The claims that the National Environment Agency (NEA) is already cracking down on smokers in their own houses are, of course, bullcrap. Smoking is still allowed in residential homes, and no amount of complaints by neighbors with sensitive noses can make the authorities outrightly stop smokers from doing so in their private abode.

Photo: NEA website screengrab
Photo: NEA website screengrab

What the NEA does have the power to crack down on is high-rise littering, and smokers who flick their butts out their windows are perfectly liable to be fined.
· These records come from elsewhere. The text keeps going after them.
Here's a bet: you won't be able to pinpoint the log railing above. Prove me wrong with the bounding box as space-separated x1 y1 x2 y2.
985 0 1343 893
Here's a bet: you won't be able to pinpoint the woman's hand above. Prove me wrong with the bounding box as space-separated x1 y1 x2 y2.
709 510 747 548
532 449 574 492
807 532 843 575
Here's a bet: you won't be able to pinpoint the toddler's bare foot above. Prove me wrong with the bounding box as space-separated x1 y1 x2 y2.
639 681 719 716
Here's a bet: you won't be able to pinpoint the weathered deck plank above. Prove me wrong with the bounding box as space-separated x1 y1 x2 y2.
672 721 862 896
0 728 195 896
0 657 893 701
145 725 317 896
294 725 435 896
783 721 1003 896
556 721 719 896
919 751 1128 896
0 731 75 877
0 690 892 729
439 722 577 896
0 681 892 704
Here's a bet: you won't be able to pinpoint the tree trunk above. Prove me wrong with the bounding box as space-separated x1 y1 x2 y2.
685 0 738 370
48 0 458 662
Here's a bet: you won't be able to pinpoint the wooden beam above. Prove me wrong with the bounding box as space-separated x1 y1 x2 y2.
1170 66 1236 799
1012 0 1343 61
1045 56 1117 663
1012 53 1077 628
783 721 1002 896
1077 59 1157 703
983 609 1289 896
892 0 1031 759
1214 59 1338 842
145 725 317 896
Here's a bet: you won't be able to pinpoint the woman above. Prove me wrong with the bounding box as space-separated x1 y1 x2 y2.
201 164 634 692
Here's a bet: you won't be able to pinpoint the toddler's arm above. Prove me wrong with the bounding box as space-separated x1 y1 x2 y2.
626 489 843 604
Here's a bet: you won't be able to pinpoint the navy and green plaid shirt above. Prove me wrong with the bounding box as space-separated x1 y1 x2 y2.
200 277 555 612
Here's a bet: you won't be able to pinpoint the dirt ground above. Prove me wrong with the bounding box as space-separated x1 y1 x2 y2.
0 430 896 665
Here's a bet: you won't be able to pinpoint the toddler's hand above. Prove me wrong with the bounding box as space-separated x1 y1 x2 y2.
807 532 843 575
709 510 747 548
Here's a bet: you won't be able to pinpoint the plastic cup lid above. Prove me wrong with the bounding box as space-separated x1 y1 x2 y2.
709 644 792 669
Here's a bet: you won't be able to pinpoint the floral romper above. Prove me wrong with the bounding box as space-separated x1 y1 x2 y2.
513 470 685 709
Now, about those bulky electronic thingamajigs installed by the NEA at residential blocks. Those aren’t newfangled cigarette smoke detectors. The devices are actually surveillance cameras that are meant to catch high-rise litterbugs in action. The initiative started as far back as 2012 in a drastic, last-ditch attempt in to reduce the massive amount of litterbug reports — according to NEA, feedback about high-rise littering rose nearly 18 percent from 4,449 cases in 2010 to 5,232 in 2011. Educational efforts had failed, said the NEA, and as such, the agency spent $1.4 million to install surveillance cameras in 40 areas found with persistent high-rise littering across the country.

Last year, NEA even announced that more of such surveillance cameras will be installed in places with rampant high-rise littering.

Nonetheless, it is true that the government is exploring options to use thermal cameras to capture smokers who smoke in prohibited places. NEA has already called out for contractors who can assist them with coming up with tech that can capture smokers in the act of lighting up in places where they’re not supposed to, like lift lobbies, common corridors, compounds of educational institutions, and more.

In a Channel NewsAsia report, an expert also revealed that there’s a possibility of thermal cameras having facial recognition capabilities with access to a national database. Now that will be scary in the time to come, but for now, ignore the claims that the NEA is already starting to hunt down smokers in their own homes.